Mette Winckelmann’s textile sculpture Rörelse (Movement) functions as a room divider in the entrance of the new Studenthuset at Linköping University’s Campus Valla. In addition to creating serenity and privacy, the two-sided curtain also transforms the room into a stage.
Green, grey and white connect the contemporary architecture with the surrounding plants, trees and leaves which also provided inspiration for the pattern’s organic, flowing lines. Just as the stricter “veining” of the suggested leaves has been influenced by the architecture’s pattern of repeated cubes and rectangles.
The sculpture works equally well when extended to its full length as when drawn back in a more compact form. Mette Winckelmann’s abstract and playful design makes possible multiple interpretations. The changeable, soft sculpture is also a nod to the various cycles in its surroundings: the changes of seasons, the students’ predetermined terms and the gradual development of free thought.

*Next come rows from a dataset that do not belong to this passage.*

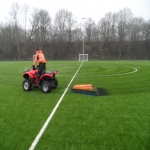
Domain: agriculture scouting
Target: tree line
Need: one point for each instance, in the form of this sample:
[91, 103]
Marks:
[117, 35]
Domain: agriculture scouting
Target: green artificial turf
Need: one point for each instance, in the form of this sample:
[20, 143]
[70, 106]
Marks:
[117, 120]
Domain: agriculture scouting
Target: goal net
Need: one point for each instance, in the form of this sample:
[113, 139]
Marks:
[83, 57]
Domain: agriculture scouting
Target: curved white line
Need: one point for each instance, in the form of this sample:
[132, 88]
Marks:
[118, 74]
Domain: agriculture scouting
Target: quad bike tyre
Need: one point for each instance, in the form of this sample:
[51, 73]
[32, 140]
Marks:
[26, 85]
[46, 87]
[54, 83]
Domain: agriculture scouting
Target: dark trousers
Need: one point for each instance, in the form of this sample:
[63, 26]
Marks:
[42, 67]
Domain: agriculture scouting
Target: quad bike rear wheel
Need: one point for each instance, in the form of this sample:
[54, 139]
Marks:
[26, 85]
[46, 87]
[54, 83]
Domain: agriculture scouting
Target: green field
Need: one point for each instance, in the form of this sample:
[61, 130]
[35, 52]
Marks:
[116, 120]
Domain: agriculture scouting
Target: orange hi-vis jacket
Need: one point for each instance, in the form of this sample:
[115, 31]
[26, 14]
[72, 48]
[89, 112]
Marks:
[39, 57]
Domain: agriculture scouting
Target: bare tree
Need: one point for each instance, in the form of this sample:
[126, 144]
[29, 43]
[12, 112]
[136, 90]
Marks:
[14, 13]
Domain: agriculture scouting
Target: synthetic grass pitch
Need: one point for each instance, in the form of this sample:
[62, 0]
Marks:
[117, 120]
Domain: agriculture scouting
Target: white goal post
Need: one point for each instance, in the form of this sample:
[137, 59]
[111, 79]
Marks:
[83, 57]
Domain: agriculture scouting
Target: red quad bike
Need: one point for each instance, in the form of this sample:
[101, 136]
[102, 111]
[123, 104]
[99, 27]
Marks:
[47, 81]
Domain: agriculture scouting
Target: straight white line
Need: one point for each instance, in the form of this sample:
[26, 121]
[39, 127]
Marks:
[34, 143]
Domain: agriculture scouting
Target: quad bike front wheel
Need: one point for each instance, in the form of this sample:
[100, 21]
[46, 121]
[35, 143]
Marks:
[26, 85]
[46, 87]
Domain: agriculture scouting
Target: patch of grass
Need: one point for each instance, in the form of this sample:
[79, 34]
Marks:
[118, 120]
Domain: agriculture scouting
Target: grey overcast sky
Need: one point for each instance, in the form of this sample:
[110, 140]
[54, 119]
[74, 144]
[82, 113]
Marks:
[95, 9]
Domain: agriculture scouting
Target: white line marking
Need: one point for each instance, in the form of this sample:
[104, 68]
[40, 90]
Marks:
[118, 74]
[34, 143]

Up close, the exquisite richness of detail also testifies to a collaboration with seamstresses from the Friends of Handicraft association and to the fruit of hard and purposeful labour.
Mette Winckelmann’s art practice is both abstract and concrete. Abstract because it resists the figurative. Concrete, because it takes its starting point in a material and physically tangible reality. With a playful, inquiring touch, Winckelmann likes to work with different materials and has repeatedly addressed complex issues in the public domain.